YouTube creator David Millette (via Legal Dive) has sued AI giant Nvidia for using their videos to train their AI models. This move comes weeks after they sued OpenAI for the same reason. However, Millette does not allege copyright infringement against AI companies — something many publications, including the New York Times, levied against OpenAI and Microsoft last year.
Instead, Millette charged Nvidia with “unjust enrichment and competition,” saying that its practice of scraping the internet for data to train its AI was “unfair, immoral, unethical, oppressive, unscrupulous, or injurious to consumers,” according to the lawsuit. This lawsuit was filed after Nvidia was accused of scraping over 400,000 hours of video per day to train its own AI model, with one leaked email purportedly showing that the company plans to use the gathered data as an accelerated pipeline for clients that want to build and train their own AI models.
Nvidia responded to the lawsuit: “Anyone is free to learn facts and ideas from publicly available sources. Creating new and transformative works is not only fair and just, but exactly what our legal system encourages.” This is why cases charging AI companies with copyright infringement often must go through many loopholes, especially as Google asserts that AI scraping is ‘Fair Use.’
On the other hand, Millette claims’ unjust enrichment’ against Nvidia and OpenAI, which is different from copyright infringement. Mandarin Trading Ltd. v. Wildenstein (2011) states, “The doctrine of unjust enrichment allows a plaintiff to recover from a defendant, without the benefit of enforceable contractual obligation, where the defendant has unfairly benefited from the plaintiff’s efforts without compensation.” The case further adds, “The elements of an unjust enrichment claim are “that (1) the other party was enriched, (2) at that party’s expense, and (3) that it is against equity and good conscience to permit the other party to retain what is sought to be recovered.”
Data scraping has often been contentious, whether for AI or other uses.
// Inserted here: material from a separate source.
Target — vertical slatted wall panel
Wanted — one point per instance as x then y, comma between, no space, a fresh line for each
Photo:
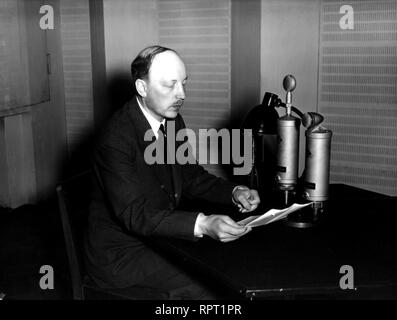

Now that it’s being used to train AI large language models (LLMs) that could potentially supplant human creativity, many creators are up in arms against the unauthorized use of their output for training them.
Unfortunately, the law about scraping data online for use in AI training is still unclear. As long as it’s not against the law, companies will take advantage of this legal gray area to gain an advantage.